Tim Skold : Je vis à Los Angeles depuis quelques années
et il se trouve que nous avions tous deux des connaissances communes.
Petit à petit, nous avons sympathisé et commencé à passer du temps
ensemble. Avant qu'elle ne devienne professionnelle, notre relation
était donc déjà amicale. Je me rappelle avoir vu quelques très
mauvais films avec lui il y a environ trois ans, mais je ne lui
en ai pas tenu rigueur (rires).
Comment jugeais-tu Marilyn Manson en tant
que groupe avant de l'intégrer?
TS : Je me souviens d'un jour lointain où je suppliais mes proches
de m'accompagner à un de ses concerts au Whiskey A Go-go, sur
Sunset boulevard, et personne n'avait accepté. J'adorais 'Get
Your Gunn', alors je suis allé voir ce type qui avait écrit "pédé"
au rouge à lèvres sur son ventre. C'était un très bon concert.
J'ai toujours aimé ce groupe, la façon dont il évoluait et changeait
perpétuellement. Et j'ai toujours trouvé que Marilyn Manson était
un bon chanteur. Que ses détracteurs se taisent et qu'ils écoutent,
bon sang (rires) !
Avant d'être embauché comme producteur sur
'The Golden Age Of Grotesque', tu avais collaboré avec Manson
sur la reprise de 'Tainted Love' et la bande originale de 'Resident
Evil'...
TS : Chronologiquement, ce n'est pas tout à fait ce qui s'est
passé. En fait, après la reprise de 'Tainted Love', il voulait
que je continue à travailler avec lui. Je lui ai demandé sur quoi,
il m'a dit "le nouveau disque" et j'ai dit d'accord (rires).
Nous nous sommes donc attelés à 'The Golden Age Of Grotesque'
jusqu'à ce qu'on nous propose d'écrire la BO de 'Resident Evil'.
Nous avons jugé que cela pouvait être une bonne distraction et
avons du coup arrêté de travailler sur le disque un moment pour
nous en occuper.
Où en était l'écriture de l'album quand tu
fus choisi en tant que producteur? les chansons étaient-elles
déjà finalisées, en as-tu écrit toi-même?
TS : La façon de travailler de ce groupe est assez simple : il
enregistre en même temps qu'il écrit et il écrit en même temps
qu'il enregistre (rires). C'est un foutoir sans nom mais
ça fonctionne très bien de cette manière. J'ai été employé comme
producteur et en tant que tel, mon travail consiste à aider le
groupe à écrire ses chansons. Mais pas à les écrire à sa place,
ni avec lui. Mon boulot, c'est de faire en sorte que les musiciens
écrivent de bons morceaux et bien sûr puisque c'est d'art dont
il s'agit de les faire souffrir. Il n'y a pas d'art sans souffrance
et je me suis particulièrement bien investi dans ma mission sur
ce plan là (rires).
À part faire souffrir le groupe, y
avait t-il d'autres idées spécifiques que tu voulais mettre en
application sur 'The Golden Age Of Grotesque', que ce soit au
niveau du son ou de la structure des morceaux?
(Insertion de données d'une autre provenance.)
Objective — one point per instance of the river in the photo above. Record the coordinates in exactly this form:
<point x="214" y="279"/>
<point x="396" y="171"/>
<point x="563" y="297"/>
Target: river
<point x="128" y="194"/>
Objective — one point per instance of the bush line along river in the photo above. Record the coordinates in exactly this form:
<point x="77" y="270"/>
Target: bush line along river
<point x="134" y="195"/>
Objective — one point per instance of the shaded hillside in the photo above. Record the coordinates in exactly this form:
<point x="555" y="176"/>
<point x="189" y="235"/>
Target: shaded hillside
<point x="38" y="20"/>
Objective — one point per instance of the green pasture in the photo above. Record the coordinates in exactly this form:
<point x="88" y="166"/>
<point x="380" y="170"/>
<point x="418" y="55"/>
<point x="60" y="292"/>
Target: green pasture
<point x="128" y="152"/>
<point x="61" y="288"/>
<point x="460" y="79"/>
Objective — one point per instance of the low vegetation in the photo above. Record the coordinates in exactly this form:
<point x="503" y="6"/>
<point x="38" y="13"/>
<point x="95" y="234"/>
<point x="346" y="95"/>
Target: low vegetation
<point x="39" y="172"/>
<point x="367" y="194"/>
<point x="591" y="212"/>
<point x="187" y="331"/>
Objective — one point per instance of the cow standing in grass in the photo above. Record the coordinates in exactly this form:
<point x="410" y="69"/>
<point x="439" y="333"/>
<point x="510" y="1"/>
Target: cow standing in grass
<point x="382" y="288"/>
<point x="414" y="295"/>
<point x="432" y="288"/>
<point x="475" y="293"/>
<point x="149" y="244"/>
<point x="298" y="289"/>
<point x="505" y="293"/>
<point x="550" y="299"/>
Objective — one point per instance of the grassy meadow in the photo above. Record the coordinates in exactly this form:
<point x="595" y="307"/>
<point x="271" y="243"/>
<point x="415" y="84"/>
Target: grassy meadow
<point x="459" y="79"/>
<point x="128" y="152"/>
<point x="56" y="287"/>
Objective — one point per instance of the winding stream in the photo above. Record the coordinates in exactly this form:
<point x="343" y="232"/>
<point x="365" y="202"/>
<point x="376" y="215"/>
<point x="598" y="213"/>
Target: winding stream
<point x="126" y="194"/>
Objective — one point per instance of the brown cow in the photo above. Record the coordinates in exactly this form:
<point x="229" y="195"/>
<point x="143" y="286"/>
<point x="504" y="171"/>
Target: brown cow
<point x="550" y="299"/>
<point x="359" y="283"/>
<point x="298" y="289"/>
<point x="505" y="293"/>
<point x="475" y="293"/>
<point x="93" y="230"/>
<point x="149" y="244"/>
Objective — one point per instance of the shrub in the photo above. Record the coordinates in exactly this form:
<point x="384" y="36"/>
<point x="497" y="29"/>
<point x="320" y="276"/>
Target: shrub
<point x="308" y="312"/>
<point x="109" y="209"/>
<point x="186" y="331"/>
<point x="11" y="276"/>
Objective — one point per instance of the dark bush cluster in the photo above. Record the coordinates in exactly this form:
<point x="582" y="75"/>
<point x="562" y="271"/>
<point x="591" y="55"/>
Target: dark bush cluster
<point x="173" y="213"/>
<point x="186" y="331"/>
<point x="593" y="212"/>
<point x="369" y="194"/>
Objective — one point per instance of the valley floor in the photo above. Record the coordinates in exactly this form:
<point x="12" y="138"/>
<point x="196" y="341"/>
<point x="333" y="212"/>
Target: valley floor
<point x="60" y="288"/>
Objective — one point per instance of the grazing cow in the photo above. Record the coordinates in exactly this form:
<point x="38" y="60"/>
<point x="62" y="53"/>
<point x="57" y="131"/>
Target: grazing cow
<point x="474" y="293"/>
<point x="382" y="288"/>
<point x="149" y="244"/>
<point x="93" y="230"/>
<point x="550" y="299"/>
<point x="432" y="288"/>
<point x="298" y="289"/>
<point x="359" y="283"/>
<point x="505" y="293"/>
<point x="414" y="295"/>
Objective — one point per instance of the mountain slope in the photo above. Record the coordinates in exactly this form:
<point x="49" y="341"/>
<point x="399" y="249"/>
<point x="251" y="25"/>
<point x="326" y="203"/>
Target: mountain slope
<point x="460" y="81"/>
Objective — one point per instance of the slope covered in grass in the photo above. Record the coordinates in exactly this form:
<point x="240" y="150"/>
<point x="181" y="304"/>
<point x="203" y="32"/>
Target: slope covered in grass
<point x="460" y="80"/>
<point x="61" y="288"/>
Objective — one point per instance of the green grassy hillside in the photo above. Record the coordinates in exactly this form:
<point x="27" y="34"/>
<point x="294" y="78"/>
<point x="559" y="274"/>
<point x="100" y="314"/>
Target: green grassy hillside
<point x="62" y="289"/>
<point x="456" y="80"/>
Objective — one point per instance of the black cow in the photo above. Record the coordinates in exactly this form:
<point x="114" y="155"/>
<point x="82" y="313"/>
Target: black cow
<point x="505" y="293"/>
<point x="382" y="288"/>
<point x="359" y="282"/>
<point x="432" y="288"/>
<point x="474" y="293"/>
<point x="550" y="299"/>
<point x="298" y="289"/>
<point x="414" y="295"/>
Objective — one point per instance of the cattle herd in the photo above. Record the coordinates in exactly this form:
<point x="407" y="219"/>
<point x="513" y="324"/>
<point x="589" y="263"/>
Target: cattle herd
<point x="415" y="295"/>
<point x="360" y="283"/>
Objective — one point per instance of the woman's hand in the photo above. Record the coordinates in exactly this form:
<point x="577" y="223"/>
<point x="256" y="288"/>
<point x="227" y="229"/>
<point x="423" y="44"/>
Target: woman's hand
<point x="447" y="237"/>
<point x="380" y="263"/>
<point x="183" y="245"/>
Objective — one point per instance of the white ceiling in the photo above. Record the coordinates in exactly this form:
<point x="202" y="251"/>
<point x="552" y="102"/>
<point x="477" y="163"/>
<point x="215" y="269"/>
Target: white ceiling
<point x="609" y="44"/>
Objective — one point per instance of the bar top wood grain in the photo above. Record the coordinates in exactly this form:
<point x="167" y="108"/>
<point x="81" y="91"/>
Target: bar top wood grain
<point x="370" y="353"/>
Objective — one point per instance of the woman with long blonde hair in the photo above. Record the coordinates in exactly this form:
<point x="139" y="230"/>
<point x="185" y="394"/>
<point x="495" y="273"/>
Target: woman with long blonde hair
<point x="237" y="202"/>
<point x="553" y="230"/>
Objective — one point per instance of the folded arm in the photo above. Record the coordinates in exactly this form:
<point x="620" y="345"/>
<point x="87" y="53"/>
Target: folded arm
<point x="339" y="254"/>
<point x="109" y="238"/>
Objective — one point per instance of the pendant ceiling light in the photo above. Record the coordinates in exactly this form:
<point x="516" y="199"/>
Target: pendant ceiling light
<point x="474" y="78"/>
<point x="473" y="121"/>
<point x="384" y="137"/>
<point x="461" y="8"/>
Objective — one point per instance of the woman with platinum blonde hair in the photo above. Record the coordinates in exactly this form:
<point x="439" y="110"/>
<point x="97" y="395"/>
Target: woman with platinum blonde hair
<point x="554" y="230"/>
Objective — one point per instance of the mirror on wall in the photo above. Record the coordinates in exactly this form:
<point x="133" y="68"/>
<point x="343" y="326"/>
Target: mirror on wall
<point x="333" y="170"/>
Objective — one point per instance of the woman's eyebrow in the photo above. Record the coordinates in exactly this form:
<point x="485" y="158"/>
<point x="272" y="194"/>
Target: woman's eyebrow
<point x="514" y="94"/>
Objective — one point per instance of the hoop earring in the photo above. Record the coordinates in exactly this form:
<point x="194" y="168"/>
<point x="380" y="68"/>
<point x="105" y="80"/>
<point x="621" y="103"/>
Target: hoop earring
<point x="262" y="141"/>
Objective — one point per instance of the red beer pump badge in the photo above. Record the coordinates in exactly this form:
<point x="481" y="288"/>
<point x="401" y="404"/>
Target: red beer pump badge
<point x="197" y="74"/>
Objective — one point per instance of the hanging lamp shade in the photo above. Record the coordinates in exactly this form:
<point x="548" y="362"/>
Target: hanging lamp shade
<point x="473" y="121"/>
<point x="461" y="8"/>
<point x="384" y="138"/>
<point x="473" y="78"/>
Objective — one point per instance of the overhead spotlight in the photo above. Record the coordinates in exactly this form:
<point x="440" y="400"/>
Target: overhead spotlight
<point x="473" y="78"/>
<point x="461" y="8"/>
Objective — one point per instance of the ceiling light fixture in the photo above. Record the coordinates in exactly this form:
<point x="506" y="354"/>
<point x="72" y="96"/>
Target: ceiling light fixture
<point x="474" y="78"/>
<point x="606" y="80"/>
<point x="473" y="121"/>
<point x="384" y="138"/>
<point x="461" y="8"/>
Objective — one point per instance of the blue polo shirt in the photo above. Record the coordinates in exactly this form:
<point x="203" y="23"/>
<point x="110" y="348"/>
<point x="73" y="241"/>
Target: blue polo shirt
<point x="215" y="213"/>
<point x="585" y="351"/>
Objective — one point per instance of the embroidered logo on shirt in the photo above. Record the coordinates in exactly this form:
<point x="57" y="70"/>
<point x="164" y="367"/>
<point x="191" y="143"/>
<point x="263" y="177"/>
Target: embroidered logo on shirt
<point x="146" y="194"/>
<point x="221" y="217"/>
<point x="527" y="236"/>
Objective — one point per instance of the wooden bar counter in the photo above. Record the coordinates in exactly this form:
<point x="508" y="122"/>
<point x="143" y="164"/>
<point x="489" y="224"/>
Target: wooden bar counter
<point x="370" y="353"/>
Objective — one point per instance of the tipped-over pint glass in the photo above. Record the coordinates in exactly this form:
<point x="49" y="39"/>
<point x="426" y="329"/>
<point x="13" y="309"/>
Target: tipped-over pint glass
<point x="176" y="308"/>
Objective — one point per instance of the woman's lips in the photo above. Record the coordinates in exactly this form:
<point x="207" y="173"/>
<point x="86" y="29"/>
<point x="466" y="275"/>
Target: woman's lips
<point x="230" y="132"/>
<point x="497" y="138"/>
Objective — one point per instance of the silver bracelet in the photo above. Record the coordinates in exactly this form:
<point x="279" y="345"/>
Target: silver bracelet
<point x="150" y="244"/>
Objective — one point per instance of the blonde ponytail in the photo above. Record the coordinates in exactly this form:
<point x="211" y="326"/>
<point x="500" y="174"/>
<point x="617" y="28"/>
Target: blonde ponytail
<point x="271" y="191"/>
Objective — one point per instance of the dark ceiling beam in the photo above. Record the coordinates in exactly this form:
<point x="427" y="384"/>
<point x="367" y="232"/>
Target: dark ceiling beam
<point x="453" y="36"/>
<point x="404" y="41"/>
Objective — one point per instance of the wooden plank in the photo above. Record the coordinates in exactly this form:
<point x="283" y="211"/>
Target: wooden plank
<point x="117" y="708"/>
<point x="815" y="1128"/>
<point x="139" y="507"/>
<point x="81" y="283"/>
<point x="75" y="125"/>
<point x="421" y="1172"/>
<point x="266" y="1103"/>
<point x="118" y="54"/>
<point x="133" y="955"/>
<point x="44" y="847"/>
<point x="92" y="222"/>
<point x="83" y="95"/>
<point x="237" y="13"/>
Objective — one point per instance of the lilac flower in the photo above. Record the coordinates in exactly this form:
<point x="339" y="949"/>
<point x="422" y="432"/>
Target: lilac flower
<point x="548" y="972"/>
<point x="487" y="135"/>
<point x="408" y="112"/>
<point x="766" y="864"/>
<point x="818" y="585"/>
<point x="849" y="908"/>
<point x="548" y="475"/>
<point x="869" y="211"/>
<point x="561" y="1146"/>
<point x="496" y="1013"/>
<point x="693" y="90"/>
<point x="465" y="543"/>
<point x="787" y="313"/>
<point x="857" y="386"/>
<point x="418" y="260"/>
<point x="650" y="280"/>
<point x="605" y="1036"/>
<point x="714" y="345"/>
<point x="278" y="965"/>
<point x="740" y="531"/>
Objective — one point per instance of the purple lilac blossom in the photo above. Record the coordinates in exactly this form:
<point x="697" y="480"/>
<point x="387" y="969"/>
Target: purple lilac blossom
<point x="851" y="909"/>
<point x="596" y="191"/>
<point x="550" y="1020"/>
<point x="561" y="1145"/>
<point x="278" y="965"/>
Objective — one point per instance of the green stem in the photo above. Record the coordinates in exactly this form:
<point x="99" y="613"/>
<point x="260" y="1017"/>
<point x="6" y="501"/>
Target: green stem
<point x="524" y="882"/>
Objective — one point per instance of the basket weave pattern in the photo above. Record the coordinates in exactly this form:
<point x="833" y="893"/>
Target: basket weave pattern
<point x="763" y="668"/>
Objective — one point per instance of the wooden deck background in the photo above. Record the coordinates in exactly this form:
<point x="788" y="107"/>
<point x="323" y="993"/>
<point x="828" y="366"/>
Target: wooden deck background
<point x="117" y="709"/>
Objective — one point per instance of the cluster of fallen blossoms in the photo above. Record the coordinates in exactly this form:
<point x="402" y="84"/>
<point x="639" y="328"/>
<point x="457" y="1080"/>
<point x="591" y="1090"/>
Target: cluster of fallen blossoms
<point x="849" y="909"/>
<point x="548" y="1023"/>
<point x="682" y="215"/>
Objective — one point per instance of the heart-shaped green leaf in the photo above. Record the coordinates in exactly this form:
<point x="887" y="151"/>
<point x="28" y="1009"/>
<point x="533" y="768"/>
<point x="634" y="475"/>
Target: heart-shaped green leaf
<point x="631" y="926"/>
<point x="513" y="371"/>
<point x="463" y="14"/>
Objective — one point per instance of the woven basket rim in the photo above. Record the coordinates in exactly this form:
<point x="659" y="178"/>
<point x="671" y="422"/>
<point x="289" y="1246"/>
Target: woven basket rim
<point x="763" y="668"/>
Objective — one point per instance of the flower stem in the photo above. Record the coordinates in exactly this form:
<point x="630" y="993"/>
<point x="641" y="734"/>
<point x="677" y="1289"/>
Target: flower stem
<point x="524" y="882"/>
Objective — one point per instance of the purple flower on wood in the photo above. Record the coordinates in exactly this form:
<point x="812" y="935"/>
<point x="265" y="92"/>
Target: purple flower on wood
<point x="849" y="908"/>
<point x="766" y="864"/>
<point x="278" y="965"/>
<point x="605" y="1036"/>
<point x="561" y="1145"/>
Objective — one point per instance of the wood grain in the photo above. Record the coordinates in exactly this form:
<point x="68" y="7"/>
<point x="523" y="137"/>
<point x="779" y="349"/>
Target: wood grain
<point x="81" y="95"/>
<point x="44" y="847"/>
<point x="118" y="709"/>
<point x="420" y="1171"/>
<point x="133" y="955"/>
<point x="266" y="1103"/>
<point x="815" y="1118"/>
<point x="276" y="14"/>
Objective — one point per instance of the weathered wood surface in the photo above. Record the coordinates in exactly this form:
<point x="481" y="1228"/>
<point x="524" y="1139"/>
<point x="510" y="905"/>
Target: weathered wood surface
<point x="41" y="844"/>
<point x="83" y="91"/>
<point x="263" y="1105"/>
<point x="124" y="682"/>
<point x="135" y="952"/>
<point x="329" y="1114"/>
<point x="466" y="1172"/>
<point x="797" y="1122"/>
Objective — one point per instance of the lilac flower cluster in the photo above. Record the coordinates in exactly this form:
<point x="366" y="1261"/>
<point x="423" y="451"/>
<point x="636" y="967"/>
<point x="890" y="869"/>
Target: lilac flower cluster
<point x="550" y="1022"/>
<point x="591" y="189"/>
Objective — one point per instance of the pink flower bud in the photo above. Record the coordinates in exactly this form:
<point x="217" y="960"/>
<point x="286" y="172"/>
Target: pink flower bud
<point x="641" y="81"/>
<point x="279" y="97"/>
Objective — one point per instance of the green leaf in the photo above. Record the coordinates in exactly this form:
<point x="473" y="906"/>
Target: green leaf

TS : Oui, plusieurs. Il y avait un enthousiasme et un très bon
état d'esprit dans le groupe et je voulais avant tout rendre compte
de cette énergie sur le disque. En ce qui concerne la structure
des chansons, j'ai grandi au son d'ABBA, donc j'aime les mélodies
et les chansons bonnes et courtes, même si je sais également apprécier
certains morceaux longs et chiants (rires). Quoi qu'il
en soit, je voulais saisir la faculté des musiciens à écrire des
choses mélodiques et efficaces. C'est amusant que les adjectifs
"bon" et "accrocheur", qui sont souvent réservés à la pop, soient
connotés comme quelque chose de gnan-gnan. Je crois que je voulais
aussi démontrer avec 'The Golden Age Of Grotesque' que ce n'est
pas toujours le cas.
Les albums précédents de Marilyn Manson ont
toujours été très produits, alors que le son de 'The Golden Age
Of Grotesque' est plus dense et plus compact. Est-ce qu'un de
tes souhaits était de simplifier l'album à tous les niveaux?
TS : C'est effectivement ce que je me suis efforcé de faire. J'ai
travaillé auparavant sur des disques qui étaient surproduits.
Et quand je les réécoute, je me dis qu'on aurait pu en faire trois
au lieu d'un bourré d'éléments différents! C'est une erreur fréquente
que l'on commet quand on a trop de moyens technologiques à sa
disposition. Il faut vraiment se forcer à faire moins de choses
en quantité et plus en qualité. J'ai donc veillé à ce que 'The
Golden Age Of Grotesque' soit une gratification immédiate. On
aurait tout aussi bien pu faire un énorme gâteau avec tous les
ingrédients possibles et imaginables, mais c'est souvent écoeurant.
Là, je pense que nous avons trouvé le juste milieu.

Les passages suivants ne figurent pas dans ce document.